Prima di Have a Nice Day e Art College 1994, il regista cinese Liu Jian ha firmato il suo esordio alla regia con Piercing I, film d'animazione che in qualche modo ha anticipato lo stile e i temi a lui cari. Discusso, celebrato e criticato, apprezzato in diversi festival internazionali, il film di Jian ha il pregio di affrontare più temi con uno stile inconfondibile e controverso, ma dall'indiscutibile efficacia espressiva. Il tema, che lega le vicende dei diversi protagonisti, è quello della crisi finanziaria del 2008. Questo evento catalizzatore, pur spingendo i personaggi verso i propri interessi, emerge quasi esclusivamente attraverso lo sfondo di una Cina nel quale tutto sembra indurre a una rapida e illusoria ripresa economica. In questo contesto, i protagonisti si staccano dallo scenario circostante come adesivi consumati, risultando dissociati da una realtà deprimente e squallida. I personaggi che Jian disegna e anima sono figure effimere destinate a dissolversi e a vivere in uno stato di alienazione perenne, in un mondo in cui non sembrano sopravvivere le buone azioni ma solo criminalità, corruzione e ingiustizia. Ciò che emerge dalla visione di Piercing I, non è solo la critica sociale che pur muove l'intera opera, ma è soprattutto una messa a fuoco sull'interiorità e sulla coscienza dei diversi protagonisti, messi a nudo attraverso un'estetica che ha nelle proprie intenzioni una precisa volontà espressiva.

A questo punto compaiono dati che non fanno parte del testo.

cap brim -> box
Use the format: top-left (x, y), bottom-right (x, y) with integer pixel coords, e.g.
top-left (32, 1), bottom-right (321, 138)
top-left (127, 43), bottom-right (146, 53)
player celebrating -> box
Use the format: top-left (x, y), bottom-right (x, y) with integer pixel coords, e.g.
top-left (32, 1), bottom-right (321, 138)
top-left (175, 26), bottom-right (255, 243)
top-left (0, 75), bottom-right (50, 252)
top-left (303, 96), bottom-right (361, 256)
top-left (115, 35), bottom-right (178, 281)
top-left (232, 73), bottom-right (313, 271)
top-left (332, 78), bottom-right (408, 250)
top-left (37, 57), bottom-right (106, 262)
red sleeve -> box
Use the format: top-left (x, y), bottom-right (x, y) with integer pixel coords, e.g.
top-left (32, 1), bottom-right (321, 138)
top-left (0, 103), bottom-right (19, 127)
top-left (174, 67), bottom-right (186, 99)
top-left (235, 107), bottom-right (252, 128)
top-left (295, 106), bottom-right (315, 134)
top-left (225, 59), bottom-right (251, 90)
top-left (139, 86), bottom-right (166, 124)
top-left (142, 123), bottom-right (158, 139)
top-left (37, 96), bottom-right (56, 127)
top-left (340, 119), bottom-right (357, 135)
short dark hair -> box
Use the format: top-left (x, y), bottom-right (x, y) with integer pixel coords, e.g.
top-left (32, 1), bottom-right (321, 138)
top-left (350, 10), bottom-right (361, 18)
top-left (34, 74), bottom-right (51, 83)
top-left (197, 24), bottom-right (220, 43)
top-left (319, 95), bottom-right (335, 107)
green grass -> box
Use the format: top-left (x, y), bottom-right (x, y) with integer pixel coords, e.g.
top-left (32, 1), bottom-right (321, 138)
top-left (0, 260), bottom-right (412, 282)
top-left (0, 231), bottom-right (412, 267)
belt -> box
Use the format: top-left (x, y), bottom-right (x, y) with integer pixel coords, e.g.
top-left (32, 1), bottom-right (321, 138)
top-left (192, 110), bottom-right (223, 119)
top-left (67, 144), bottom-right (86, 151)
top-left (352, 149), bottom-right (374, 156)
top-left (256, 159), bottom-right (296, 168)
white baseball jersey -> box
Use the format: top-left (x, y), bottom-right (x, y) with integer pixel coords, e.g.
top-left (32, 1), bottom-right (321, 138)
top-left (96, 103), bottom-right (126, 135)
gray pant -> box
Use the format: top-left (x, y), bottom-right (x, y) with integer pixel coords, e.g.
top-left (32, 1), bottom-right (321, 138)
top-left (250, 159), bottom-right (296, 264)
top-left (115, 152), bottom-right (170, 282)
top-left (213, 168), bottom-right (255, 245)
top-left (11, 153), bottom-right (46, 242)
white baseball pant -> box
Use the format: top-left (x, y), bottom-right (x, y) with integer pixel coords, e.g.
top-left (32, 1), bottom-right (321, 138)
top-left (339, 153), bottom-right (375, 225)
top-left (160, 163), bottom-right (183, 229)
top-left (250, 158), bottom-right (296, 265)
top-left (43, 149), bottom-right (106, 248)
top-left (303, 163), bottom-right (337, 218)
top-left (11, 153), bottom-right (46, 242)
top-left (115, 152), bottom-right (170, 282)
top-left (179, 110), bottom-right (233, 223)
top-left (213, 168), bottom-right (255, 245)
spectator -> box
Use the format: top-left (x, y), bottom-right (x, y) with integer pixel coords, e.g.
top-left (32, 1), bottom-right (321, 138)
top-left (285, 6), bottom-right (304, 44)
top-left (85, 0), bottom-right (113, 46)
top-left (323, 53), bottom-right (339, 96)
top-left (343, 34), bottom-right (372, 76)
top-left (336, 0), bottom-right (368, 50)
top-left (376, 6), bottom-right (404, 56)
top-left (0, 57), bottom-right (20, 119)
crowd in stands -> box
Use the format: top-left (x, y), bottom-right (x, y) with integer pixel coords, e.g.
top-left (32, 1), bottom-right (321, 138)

Lo stile di Jian è estremamente minimalista ma allo stesso tempo si compone di dettagli determinanti che arricchiscono la scena. Il disegno più accurato è circoscritto al solo sfondo, alle insegne al neon, ai negozi e ai simboli caratteristici di un capitalismo idealizzato e illusorio. Al contrario, Jian tratteggia le figure dei suoi protagonisti con meno perizia scenica, lontana da ogni forma di realismo. L'estetica che caratterizza questo film, indubbiamente divisiva in termini di consenso e gradimento, fa dell'inclinazione artigianale la sua chiave di volta. Questo stile sembra adattarsi perfettamente ai propositi contenutistici che Jian manifesta, pur esponendosi a numerosi rischi. Il comparto sonoro, infatti, presenta un doppiaggio a tratti sconnesso e fuori fuoco, che poco si bilancia con le emozioni e con i dialoghi dei protagonisti. Il primo film di Liu Jian è un noir d'animazione secco e spietato, all'interno del quale vivono le contaminazioni cinematografiche del genere: dal cinema di Tarantino a quello dei Coen, dagli stilemi dei film pulp alle peculiarità del poliziesco, in un'opera solo apparentemente povera in cui si cela il talento e la creatività del suo autore.